Professional photographer Andrew Yates from Boston, gets on the water to fly fish three or four times a year. So when one of his friends who happens to be a federal judge (probably the coolest federale or judge that you’ll happen to meet) rented a cabin near the Galletin River in Montana about a half hour south of Big Sky asked Andrew to come out for a few days of R&R, he was all over it like a lion on a llama.
“We fished the Firehole outside Yellowstone and also the Madison (which is a big river that had a lot of big fish),” said Yates. “There were four of us and it rained every day, with snow, so it was a bit arctic, but these guys are hardcore and we fished six hours or more every day.”
Yates has always owned polarized glasses, usually wearing them when biking or outside. But he’s never had a pair of Costas before. We sent him and his three fishing buddies Costa 580’s with copper lenses to try on the trout streams of Montana.
“One of the guys had a pair of Costas he’d owned for eight years and when he put on the 580 lenses he was just blow away by them. Everyone was. And we wore these things right up to dark every day,” said Yates.
The four road tripped around Yellowstone, ripping lips and doing their best not to slip with a serious case of numb foot. They released rainbows to 20 inches under the gloom and doom of approaching weather.
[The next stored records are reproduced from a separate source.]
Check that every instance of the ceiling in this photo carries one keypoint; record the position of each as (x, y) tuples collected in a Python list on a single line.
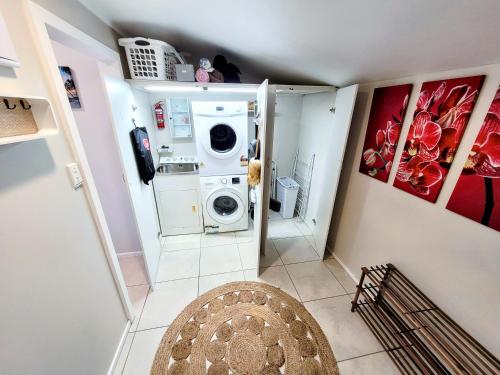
[(318, 41)]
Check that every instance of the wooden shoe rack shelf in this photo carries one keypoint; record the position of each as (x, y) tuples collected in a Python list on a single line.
[(417, 335)]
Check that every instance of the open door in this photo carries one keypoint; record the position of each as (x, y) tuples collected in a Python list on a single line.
[(344, 106), (122, 104), (266, 100)]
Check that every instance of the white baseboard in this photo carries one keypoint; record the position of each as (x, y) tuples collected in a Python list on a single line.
[(119, 348), (129, 254)]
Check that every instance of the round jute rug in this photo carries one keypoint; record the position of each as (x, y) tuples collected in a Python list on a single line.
[(244, 328)]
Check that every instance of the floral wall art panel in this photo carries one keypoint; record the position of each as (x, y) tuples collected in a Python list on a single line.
[(384, 128), (439, 121), (477, 193)]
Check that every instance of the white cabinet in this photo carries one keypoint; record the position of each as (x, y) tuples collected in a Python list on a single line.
[(179, 203)]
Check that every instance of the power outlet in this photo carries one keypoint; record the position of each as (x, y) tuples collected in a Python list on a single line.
[(75, 175)]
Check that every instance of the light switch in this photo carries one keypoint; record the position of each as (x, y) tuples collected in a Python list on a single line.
[(75, 175)]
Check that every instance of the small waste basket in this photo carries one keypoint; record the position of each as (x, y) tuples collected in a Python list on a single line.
[(287, 195)]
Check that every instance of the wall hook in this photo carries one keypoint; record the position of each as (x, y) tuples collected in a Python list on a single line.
[(23, 104), (7, 104)]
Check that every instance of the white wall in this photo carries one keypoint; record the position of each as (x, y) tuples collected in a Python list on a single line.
[(79, 16), (286, 131), (454, 260), (61, 312), (95, 128)]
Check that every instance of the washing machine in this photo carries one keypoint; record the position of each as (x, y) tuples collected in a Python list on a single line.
[(225, 203), (221, 133)]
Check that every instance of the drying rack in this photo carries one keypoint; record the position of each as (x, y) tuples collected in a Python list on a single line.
[(417, 335), (301, 173)]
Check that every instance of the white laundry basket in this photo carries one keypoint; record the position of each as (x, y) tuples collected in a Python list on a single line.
[(287, 195), (150, 59)]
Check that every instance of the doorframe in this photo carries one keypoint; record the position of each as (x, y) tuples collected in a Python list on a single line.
[(41, 19)]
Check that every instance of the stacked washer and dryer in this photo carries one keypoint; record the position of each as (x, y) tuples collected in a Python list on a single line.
[(221, 131)]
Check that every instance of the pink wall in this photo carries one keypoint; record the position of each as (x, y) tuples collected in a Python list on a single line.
[(96, 131)]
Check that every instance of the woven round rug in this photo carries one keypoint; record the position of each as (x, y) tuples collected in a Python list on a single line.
[(244, 328)]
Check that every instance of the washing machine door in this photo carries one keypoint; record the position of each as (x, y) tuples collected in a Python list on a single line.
[(222, 140), (225, 206)]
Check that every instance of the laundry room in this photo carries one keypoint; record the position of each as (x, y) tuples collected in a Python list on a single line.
[(203, 139)]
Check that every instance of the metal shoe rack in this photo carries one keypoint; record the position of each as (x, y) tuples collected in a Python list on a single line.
[(418, 336)]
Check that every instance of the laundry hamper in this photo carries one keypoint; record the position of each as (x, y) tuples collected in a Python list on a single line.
[(150, 59)]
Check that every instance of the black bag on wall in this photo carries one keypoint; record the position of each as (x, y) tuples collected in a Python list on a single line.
[(142, 152)]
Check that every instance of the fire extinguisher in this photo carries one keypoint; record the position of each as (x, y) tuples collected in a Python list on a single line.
[(160, 119)]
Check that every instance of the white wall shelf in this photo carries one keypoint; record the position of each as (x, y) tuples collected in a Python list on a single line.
[(20, 124), (221, 88)]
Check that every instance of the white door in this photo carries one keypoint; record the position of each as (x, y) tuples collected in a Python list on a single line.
[(266, 100), (121, 101), (344, 106)]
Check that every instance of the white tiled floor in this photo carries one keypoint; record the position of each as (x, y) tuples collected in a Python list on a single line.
[(193, 264)]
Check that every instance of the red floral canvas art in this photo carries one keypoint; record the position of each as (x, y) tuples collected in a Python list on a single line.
[(442, 113), (477, 193), (384, 128)]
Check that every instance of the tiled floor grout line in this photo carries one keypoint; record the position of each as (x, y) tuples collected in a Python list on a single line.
[(152, 328), (239, 254), (199, 272), (128, 352), (323, 298)]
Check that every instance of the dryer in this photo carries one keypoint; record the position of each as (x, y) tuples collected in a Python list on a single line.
[(221, 133), (225, 203)]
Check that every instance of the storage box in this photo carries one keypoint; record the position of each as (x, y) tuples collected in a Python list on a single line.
[(184, 72)]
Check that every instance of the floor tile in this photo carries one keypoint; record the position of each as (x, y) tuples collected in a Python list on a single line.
[(273, 215), (209, 282), (167, 301), (179, 265), (313, 280), (303, 227), (216, 239), (143, 351), (312, 242), (272, 258), (122, 358), (219, 259), (295, 249), (276, 276), (347, 333), (137, 295), (282, 229), (249, 253), (374, 364), (244, 236), (182, 242), (341, 275), (133, 269)]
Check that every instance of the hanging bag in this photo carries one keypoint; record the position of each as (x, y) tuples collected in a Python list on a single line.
[(142, 152)]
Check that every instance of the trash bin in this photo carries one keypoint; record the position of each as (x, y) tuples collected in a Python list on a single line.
[(287, 195)]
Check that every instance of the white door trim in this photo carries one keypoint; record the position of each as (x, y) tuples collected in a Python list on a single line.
[(41, 20)]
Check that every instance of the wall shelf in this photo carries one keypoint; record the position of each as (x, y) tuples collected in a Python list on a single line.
[(222, 88), (30, 118)]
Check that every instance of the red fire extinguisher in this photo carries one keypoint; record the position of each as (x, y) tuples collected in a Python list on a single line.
[(160, 119)]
“Everyone caught one or two big trout every day,” said Yates. “We fished a combination of dry flies and droppers, then went to nymphs with a strike indicator.”
Fishing was good, but it wasn’t epic until everyone put their girdles on. With a Girdle Bug on top and a green flash nymph on the bottom, the visitors started pasting the home team. While everyone likes a nymph now and then, it was the girdle that was consistently getting lunched.
They fished the Gallatin river for two days then switched over to the Madison for an opportunity at some big water. In both rivers it was the guys soaking their girdles that ruled.
“We had this nice little stretch on the Galletin with two or three beaver dams that helped limit the flow,” said Yates. The weather was going to crap, the light was horrible but with the 580s you could see deep into the water and spot fish. Some of the guys caught fish in the 20 inch range.”
The swift waters of the Madison River weren’t going to let these guys off without some put and take, as every member of the group took at least one dunking, with Yates going under with one of his cameras. That’s the price of fishing Montana in October: rain, snow and a frigid clown dunk tank. In other words, just another day of seeing what’s out there.